2) If you don't buy that, there are typically a lot of putative second order effects going this way and that. Maybe OpenAI having a big blow up gives impetus to government involvement? Maybe Altman having to be more 'mask off' to cling on at OpenAI allows others to be on their guard when things really start to count? Maybe this governance clearly (or clearly seen to be) failing means the same mistakes are not repeated? So if in first order terms TDM did the right thing, maybe the second order stuff (especially ex ante) is an approximate wash.

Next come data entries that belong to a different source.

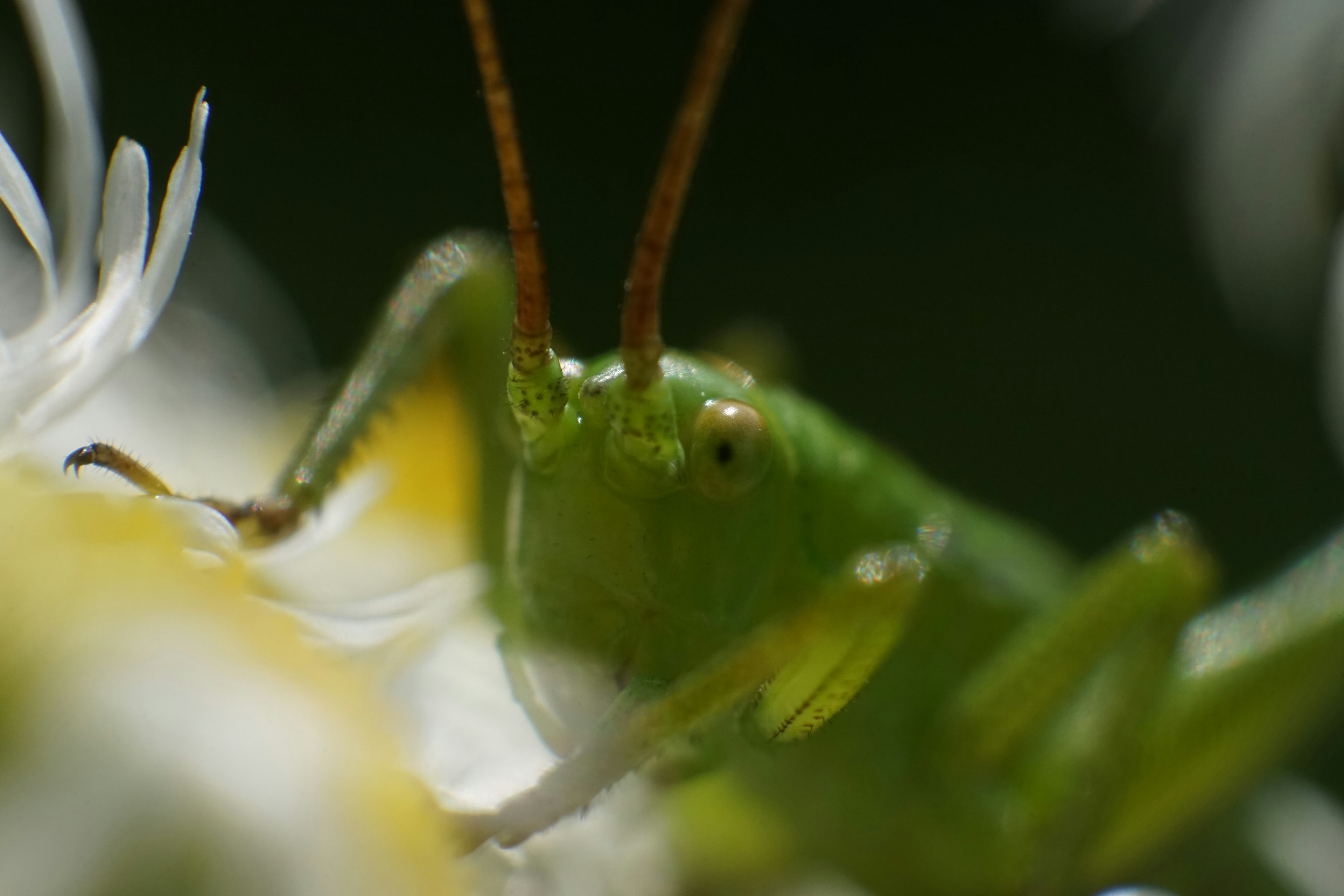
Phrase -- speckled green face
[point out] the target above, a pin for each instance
(654, 537)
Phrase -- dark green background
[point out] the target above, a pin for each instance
(952, 207)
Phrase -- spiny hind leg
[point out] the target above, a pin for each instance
(806, 665)
(1057, 713)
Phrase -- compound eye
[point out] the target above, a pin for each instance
(730, 449)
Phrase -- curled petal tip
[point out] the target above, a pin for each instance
(200, 116)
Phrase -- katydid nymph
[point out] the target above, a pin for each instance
(937, 698)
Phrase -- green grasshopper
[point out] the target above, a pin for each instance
(934, 696)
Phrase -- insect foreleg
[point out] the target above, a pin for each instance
(454, 303)
(459, 284)
(878, 594)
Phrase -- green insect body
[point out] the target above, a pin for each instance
(937, 698)
(931, 695)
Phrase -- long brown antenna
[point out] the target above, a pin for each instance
(642, 346)
(533, 320)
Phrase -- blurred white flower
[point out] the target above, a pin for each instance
(83, 328)
(160, 730)
(163, 733)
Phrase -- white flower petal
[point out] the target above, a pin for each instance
(84, 354)
(61, 50)
(19, 197)
(126, 214)
(179, 211)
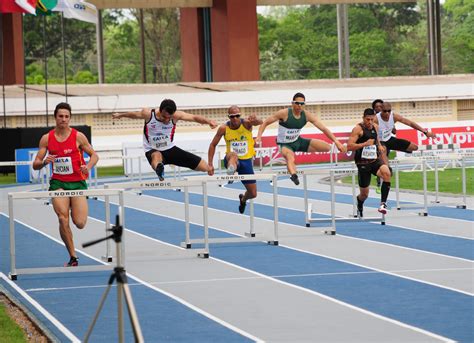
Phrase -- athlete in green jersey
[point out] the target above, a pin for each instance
(291, 120)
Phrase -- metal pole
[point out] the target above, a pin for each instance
(307, 215)
(186, 216)
(425, 189)
(205, 221)
(275, 207)
(100, 48)
(12, 235)
(3, 75)
(436, 179)
(64, 56)
(142, 45)
(24, 68)
(45, 58)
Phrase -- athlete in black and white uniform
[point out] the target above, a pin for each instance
(370, 159)
(158, 137)
(386, 120)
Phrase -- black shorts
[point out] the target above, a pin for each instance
(176, 156)
(397, 144)
(366, 171)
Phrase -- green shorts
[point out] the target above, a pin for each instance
(54, 185)
(301, 144)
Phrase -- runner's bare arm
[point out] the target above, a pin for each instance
(40, 161)
(144, 113)
(280, 115)
(312, 118)
(180, 115)
(212, 148)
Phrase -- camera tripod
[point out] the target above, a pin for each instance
(120, 276)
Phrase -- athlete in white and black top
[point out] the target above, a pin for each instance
(158, 137)
(386, 120)
(370, 159)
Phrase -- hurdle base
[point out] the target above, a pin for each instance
(203, 255)
(107, 258)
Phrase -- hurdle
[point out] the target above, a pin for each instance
(352, 170)
(154, 185)
(14, 271)
(43, 172)
(424, 166)
(249, 237)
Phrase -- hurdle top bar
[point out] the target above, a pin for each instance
(62, 194)
(153, 184)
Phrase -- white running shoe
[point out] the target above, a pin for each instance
(383, 208)
(231, 170)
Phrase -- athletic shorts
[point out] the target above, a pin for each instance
(54, 185)
(176, 156)
(397, 144)
(366, 171)
(244, 167)
(301, 144)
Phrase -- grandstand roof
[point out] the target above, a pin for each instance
(108, 98)
(102, 4)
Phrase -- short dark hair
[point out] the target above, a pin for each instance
(168, 105)
(62, 106)
(376, 101)
(298, 95)
(369, 112)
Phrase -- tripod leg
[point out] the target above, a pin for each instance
(101, 304)
(137, 331)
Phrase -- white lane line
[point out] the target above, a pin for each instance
(180, 300)
(291, 225)
(283, 276)
(41, 309)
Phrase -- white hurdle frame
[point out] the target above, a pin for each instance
(424, 166)
(156, 185)
(14, 271)
(249, 237)
(333, 219)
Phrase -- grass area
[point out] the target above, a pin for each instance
(450, 181)
(10, 331)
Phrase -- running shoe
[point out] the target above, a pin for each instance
(383, 208)
(231, 170)
(160, 171)
(295, 179)
(242, 204)
(73, 262)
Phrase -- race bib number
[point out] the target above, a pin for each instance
(160, 141)
(386, 135)
(240, 148)
(369, 152)
(62, 166)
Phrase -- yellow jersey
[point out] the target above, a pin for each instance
(239, 141)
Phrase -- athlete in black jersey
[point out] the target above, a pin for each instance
(370, 158)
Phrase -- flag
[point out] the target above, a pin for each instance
(77, 9)
(10, 6)
(28, 5)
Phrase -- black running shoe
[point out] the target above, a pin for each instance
(160, 171)
(242, 204)
(73, 262)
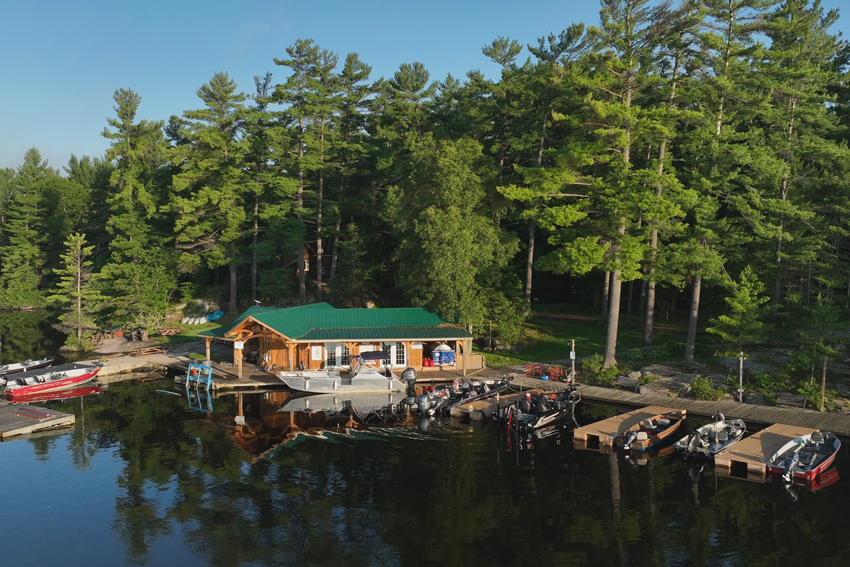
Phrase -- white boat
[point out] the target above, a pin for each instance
(24, 366)
(362, 379)
(710, 439)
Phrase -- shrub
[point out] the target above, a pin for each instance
(702, 389)
(607, 376)
(592, 365)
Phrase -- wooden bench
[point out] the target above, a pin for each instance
(790, 400)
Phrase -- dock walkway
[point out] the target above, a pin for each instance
(24, 419)
(837, 423)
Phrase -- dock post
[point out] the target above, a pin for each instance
(741, 377)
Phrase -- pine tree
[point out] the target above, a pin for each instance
(22, 256)
(208, 198)
(74, 293)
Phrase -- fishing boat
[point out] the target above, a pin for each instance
(58, 378)
(712, 438)
(56, 395)
(24, 366)
(535, 412)
(650, 432)
(362, 379)
(805, 457)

3) Even if you're an arch-wannabe-kissinger who jerks off to reading the Melian Dialogue every night, and you see the real game of AI governance efforts infiltrating the corridors of power under cover so you and yours are well-placed to make a treacherous turn for good at an opportune time, the position TDM found themselves in was just such a time. If you're not willing to risk some social capital on a reasonable shot to stop the morally dubious CEO of a leading AI power deposing his own board and making it his own personal empire, when will you ever spend it?

**Summing up**
Perhaps not much time will be needed to see this amounts to cope or fan fiction. Maybe (e.g.) TDM tell their own story, and it sounds more like they were scared, impulsive, or stupid. Perhaps another turn in the tale means the supposed story of how things initially went down is just wrong, and the justificatory edifice I built upon it collapses.

But I don't think so. In terms of virtue, they were close to the only people who actually took the 'mission' seriously, could do something about it, and tried to do the right thing despite extraordinary pressure. In terms of performance, they had the talismanic CEO ambush them, not only successfully defend themselves but get him kicked out, and despite having him, the staff, the investors, and a generally hostile media ranged against them, hostage part of the OpenAI board back to them for significant concessions. Doesn't seem like a bad week's work to me.